If you still don't have Docker or Podman, don't worry. You can push your changes without formatting. As long as you give Copier maintainers permissions to change your PR, a bot will kindly auto-format code for you and push it back to your branch.
Get Started¶
Ready to contribute? Here's how to set up the project for local development.
-
Fork the Copier repo on GitHub.
-
Clone your fork locally:
git clone git@github.com:my-user/copier.git cd copier -
Use Direnv (or Devbox directly) to set up a development environment:
# Let direnv do its magic ... direnv allow # ... or use Devbox directly devbox shellThis process will take some time to load for the 1st time. It will download all development dependencies, including uv, and it will use it to create a virtualenv and install Copier with all its development dependencies too.
-
Create a branch for local development:
git checkout -b name-of-your-bugfix-or-featureNow you can make your changes locally.
-
When you're done making changes, check that your changes pass all tests:
uv run poe test uv run poe lintNote
If you get fails due to
pexpect.exceptions.TIMEOUT: <pexpect.popen_spawn.PopenSpawn object at 0x............>, you can adjust the timeout to a longer one (default:10), or remove the timeout (0). Either add it as an argument in your command:uv run poe test --spawn-timeout 0Or modify pytest arguments in VS Code workspace settings:
.vscode/settings.json{ ... "python.testing.pytestArgs": [ "--spawn-timeout=0" ] } -
Optionally, use pyclean to remove Python bytecode and build artifacts, e.g.

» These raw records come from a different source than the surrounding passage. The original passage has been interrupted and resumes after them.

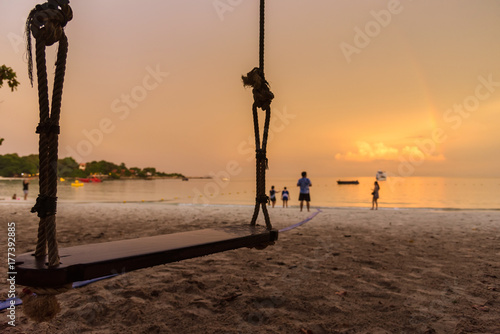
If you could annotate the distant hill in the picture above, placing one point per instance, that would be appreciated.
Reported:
(12, 165)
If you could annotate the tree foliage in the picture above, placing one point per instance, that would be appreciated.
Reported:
(6, 73)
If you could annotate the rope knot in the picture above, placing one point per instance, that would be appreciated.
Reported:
(48, 127)
(260, 156)
(47, 21)
(45, 206)
(262, 95)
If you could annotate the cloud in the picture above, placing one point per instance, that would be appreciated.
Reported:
(380, 151)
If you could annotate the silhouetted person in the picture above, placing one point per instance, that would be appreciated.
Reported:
(284, 197)
(304, 183)
(375, 191)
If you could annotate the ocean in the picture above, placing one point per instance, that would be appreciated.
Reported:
(399, 192)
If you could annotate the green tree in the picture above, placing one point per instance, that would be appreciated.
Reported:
(6, 73)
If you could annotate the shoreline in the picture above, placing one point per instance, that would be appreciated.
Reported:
(345, 271)
(174, 202)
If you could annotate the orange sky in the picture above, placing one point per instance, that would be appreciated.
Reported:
(411, 87)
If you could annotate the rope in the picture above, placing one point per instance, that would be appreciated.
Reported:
(46, 23)
(262, 97)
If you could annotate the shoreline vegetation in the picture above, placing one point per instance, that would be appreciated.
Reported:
(14, 166)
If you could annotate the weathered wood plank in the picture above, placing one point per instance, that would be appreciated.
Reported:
(85, 262)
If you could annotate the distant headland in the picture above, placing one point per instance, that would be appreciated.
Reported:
(12, 165)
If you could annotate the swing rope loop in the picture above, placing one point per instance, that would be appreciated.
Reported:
(262, 97)
(46, 23)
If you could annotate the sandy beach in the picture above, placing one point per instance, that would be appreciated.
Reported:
(345, 271)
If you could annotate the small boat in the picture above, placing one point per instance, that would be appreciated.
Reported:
(381, 176)
(90, 179)
(77, 184)
(348, 182)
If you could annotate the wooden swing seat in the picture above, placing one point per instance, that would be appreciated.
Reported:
(80, 263)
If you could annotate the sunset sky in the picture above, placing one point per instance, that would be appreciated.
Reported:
(410, 87)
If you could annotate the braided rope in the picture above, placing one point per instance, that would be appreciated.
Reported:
(262, 96)
(46, 23)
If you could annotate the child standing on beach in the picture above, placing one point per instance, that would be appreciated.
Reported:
(284, 197)
(304, 183)
(272, 196)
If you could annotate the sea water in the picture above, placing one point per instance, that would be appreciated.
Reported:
(408, 192)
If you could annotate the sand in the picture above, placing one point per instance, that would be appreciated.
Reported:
(346, 271)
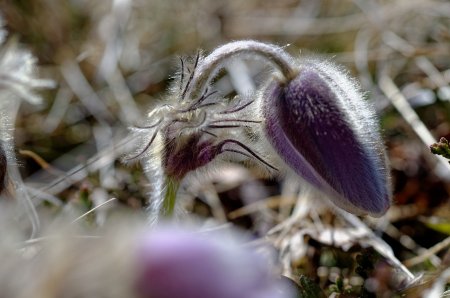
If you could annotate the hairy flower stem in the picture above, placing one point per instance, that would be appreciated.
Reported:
(172, 185)
(214, 61)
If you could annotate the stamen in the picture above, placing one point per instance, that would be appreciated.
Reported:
(182, 74)
(237, 109)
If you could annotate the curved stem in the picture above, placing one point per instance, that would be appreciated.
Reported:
(170, 196)
(213, 62)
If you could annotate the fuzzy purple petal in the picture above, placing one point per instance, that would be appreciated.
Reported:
(308, 122)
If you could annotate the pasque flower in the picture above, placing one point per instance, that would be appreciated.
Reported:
(313, 115)
(320, 124)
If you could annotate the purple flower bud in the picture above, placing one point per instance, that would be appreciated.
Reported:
(321, 126)
(182, 264)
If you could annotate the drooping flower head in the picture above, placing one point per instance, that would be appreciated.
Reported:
(322, 127)
(314, 116)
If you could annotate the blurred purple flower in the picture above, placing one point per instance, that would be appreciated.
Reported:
(322, 127)
(182, 264)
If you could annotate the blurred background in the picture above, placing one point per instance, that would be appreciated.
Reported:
(112, 60)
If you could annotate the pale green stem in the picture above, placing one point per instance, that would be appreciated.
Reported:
(170, 196)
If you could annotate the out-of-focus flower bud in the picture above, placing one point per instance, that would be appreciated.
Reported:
(321, 126)
(181, 264)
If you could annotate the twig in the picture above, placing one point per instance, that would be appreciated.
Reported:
(428, 253)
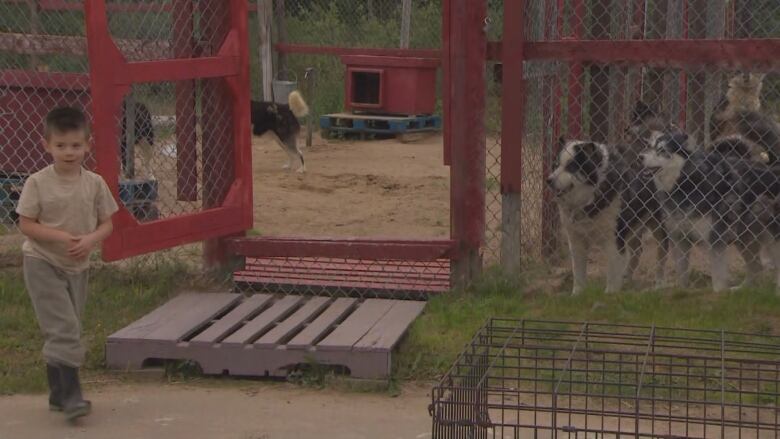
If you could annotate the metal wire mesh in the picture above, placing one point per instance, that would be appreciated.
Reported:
(521, 378)
(652, 19)
(339, 277)
(616, 108)
(172, 145)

uvx pyclean . --debris --verboseor
pipx run pyclean . --debris --verbose -
Commit your changes and push your branch to GitHub:
git add . cz commit # use `git commit` if you prefer, but this helps git push origin name-of-your-bugfix-or-feature -
Submit a pull request through the GitHub website.
Pull Request Guidelines¶
Before you submit a pull request, check that it meets these guidelines:
- The pull request has code, it should include tests.

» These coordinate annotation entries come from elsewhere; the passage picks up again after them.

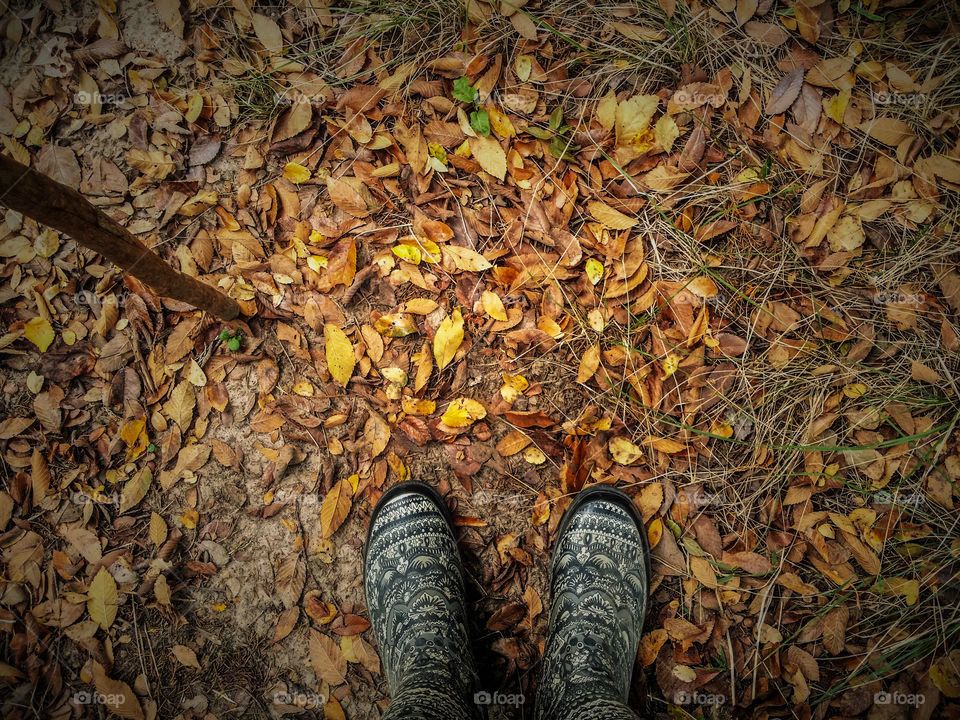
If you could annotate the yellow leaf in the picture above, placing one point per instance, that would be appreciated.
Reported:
(854, 390)
(945, 674)
(296, 173)
(513, 387)
(594, 270)
(194, 374)
(340, 355)
(721, 428)
(910, 589)
(335, 508)
(317, 262)
(666, 132)
(463, 412)
(39, 332)
(448, 339)
(550, 326)
(606, 112)
(523, 66)
(493, 305)
(395, 325)
(190, 518)
(158, 529)
(589, 363)
(500, 124)
(655, 532)
(420, 306)
(633, 117)
(102, 599)
(304, 388)
(664, 444)
(670, 365)
(624, 452)
(835, 107)
(534, 455)
(412, 406)
(610, 217)
(488, 152)
(466, 259)
(410, 253)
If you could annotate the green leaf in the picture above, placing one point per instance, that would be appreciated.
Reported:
(480, 121)
(556, 118)
(463, 91)
(561, 150)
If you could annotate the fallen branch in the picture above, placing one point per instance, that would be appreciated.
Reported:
(45, 200)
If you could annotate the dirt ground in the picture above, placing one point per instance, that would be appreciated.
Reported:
(744, 314)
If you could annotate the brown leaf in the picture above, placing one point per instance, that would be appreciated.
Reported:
(335, 508)
(703, 571)
(785, 92)
(327, 659)
(117, 696)
(752, 562)
(346, 197)
(530, 418)
(834, 629)
(286, 621)
(267, 374)
(377, 432)
(512, 443)
(186, 656)
(46, 406)
(506, 617)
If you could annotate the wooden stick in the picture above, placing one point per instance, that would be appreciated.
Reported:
(63, 208)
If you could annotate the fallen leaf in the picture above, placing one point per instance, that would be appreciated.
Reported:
(340, 354)
(335, 508)
(448, 339)
(102, 599)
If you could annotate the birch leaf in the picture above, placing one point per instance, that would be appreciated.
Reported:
(488, 152)
(340, 355)
(102, 599)
(448, 339)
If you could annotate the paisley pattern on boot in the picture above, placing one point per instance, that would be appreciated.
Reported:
(413, 580)
(599, 589)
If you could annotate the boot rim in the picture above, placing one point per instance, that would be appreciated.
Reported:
(618, 496)
(406, 486)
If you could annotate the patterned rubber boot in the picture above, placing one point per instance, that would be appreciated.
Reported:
(599, 586)
(413, 581)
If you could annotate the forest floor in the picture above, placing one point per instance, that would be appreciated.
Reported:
(705, 251)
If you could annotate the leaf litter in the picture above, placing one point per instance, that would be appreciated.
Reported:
(733, 292)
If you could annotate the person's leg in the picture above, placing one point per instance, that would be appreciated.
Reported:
(413, 581)
(599, 585)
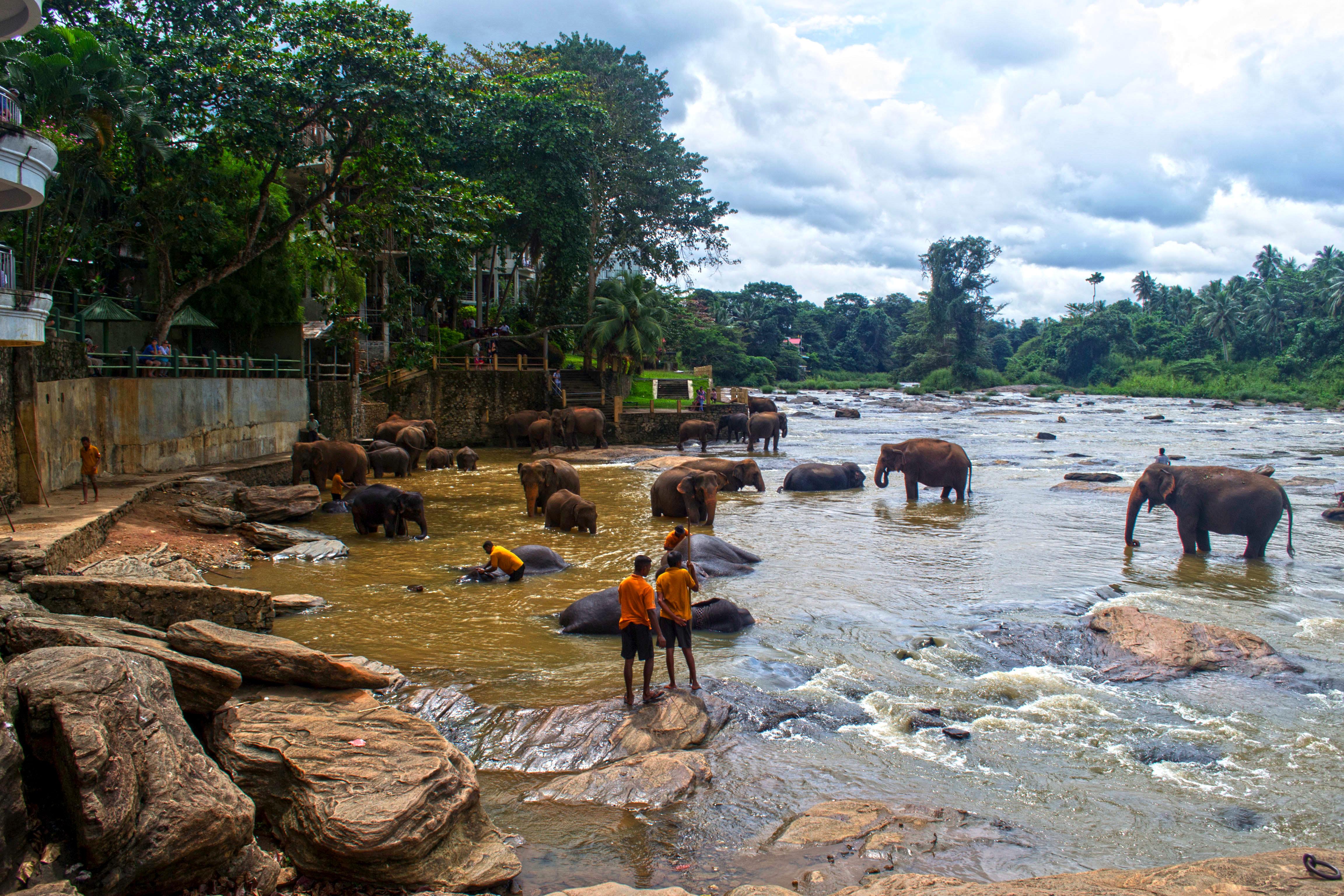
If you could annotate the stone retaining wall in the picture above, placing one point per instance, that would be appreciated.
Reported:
(153, 602)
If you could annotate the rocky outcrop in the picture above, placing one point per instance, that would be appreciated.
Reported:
(150, 811)
(151, 602)
(652, 781)
(200, 686)
(362, 792)
(279, 503)
(268, 659)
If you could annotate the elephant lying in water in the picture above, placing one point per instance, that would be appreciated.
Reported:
(600, 613)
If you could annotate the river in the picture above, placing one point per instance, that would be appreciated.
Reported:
(853, 584)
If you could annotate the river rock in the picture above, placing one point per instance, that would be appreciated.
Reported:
(361, 792)
(200, 686)
(652, 781)
(279, 503)
(570, 738)
(151, 813)
(264, 657)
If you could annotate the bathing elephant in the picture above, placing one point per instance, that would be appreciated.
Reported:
(736, 425)
(925, 463)
(740, 473)
(581, 421)
(600, 613)
(766, 426)
(388, 507)
(393, 460)
(466, 459)
(568, 511)
(823, 477)
(517, 424)
(439, 459)
(543, 479)
(414, 442)
(1213, 499)
(690, 494)
(327, 459)
(702, 432)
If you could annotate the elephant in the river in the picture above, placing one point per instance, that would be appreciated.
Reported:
(327, 459)
(543, 479)
(388, 507)
(766, 426)
(517, 425)
(823, 477)
(925, 463)
(600, 613)
(393, 460)
(414, 442)
(691, 494)
(581, 421)
(736, 425)
(439, 459)
(466, 459)
(394, 424)
(740, 473)
(702, 432)
(568, 511)
(1213, 499)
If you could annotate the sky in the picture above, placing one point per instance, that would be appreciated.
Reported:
(1080, 136)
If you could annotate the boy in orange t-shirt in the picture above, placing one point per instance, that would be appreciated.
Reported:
(639, 625)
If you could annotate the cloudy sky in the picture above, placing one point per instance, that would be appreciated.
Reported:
(1078, 135)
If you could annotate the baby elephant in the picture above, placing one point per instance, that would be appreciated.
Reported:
(568, 511)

- Check that all checks pass on GitHub CI.
- If something significant changed, modify docs.
Commit message guidelines¶
Follow Conventional Commits standard.
We use Commitizen to handle Copier
releases. This tool generates the appropriate tag based on that standard. It also writes
our changelog. Changes that are included there are of type fix, feat
and refactor; also BREAKING CHANGE: trailers will appear. If your change is not
meaningful in the changelog, then please don't use one of those categories.
Maintainer notes¶
If you're a maintainer and you want to merge a PR that will produce a confusing changelog, then please squash the PR on merge, and change the commit message to make it meaningful. Remember to respect co-autorship when squashing, especially if multiple authors were involved.

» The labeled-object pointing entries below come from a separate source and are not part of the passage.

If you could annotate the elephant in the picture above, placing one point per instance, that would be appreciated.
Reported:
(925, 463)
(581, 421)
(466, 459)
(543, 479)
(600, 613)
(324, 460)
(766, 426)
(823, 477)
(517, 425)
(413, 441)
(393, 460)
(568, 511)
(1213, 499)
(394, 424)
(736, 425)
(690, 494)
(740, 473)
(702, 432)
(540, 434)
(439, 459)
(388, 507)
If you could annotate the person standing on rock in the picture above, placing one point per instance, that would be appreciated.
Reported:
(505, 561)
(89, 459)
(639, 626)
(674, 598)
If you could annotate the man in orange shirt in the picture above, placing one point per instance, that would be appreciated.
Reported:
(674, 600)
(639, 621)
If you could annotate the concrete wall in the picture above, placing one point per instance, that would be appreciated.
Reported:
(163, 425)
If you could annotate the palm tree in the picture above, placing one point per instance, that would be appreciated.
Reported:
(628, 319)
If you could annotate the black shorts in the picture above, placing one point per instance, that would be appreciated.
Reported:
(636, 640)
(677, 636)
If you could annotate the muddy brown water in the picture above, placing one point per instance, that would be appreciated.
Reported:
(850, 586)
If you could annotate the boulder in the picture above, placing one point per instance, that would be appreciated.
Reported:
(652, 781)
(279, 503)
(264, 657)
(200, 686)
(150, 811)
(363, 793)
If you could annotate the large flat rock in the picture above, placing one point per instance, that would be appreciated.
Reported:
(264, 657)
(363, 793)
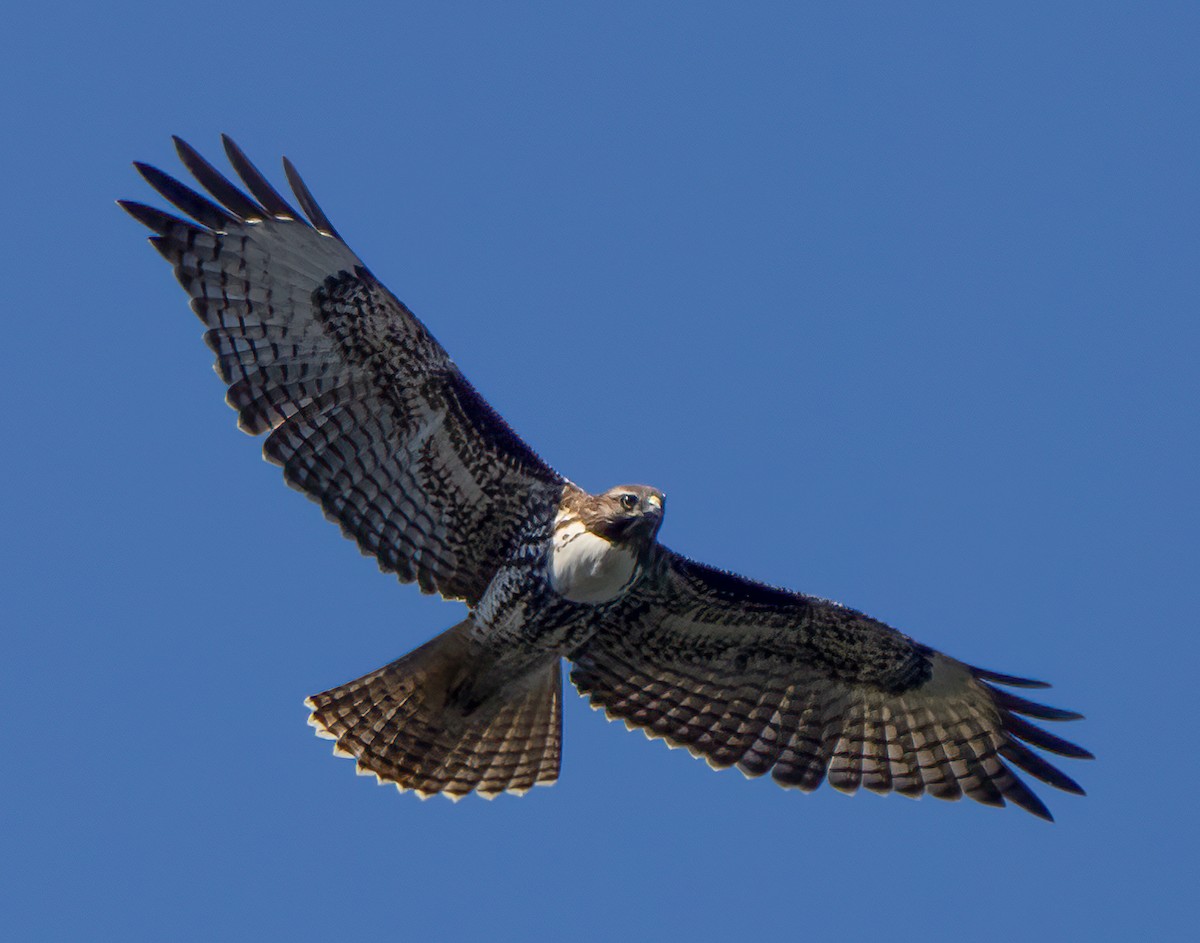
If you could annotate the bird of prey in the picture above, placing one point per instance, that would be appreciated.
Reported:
(369, 416)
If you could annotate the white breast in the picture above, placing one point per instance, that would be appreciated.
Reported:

If the last commit is pushed back by github-actions[bot] and named
style: autoformat with pre-commit, it's most likely an automatic reformatting commit
done by the CI.
Those kind of commits cannot trigger other workflows.
Thus, to be able to re-run CI, close and reopen the PR. Consider squashing on merge if
possible and practical.
Tips¶
To run a subset of tests:
uv run poe test tests/the-tests-file.py
How to create a new release¶
This section is for maintainers. Since we use the conventional commits standard, the easiest way to create a new release is to open Copier repo locally and run:
# Make sure you're in the last commit
git checkout master
git pull --tags
# Create a new changelog entry and bump the version automatically
cz bump --retry
# Push it
git push --tags
Now the tag is released, but GitHub won't display it in the releases page. For that:
- Draft a new release.
- Choose the tag you just pushed.
- Set the tag also as release title.
- Copy the just added changelog entry from CHANGELOG and paste it as a description.
- Enable "Set as the latest release".
- Optionally, enable "Create a discussion for this release".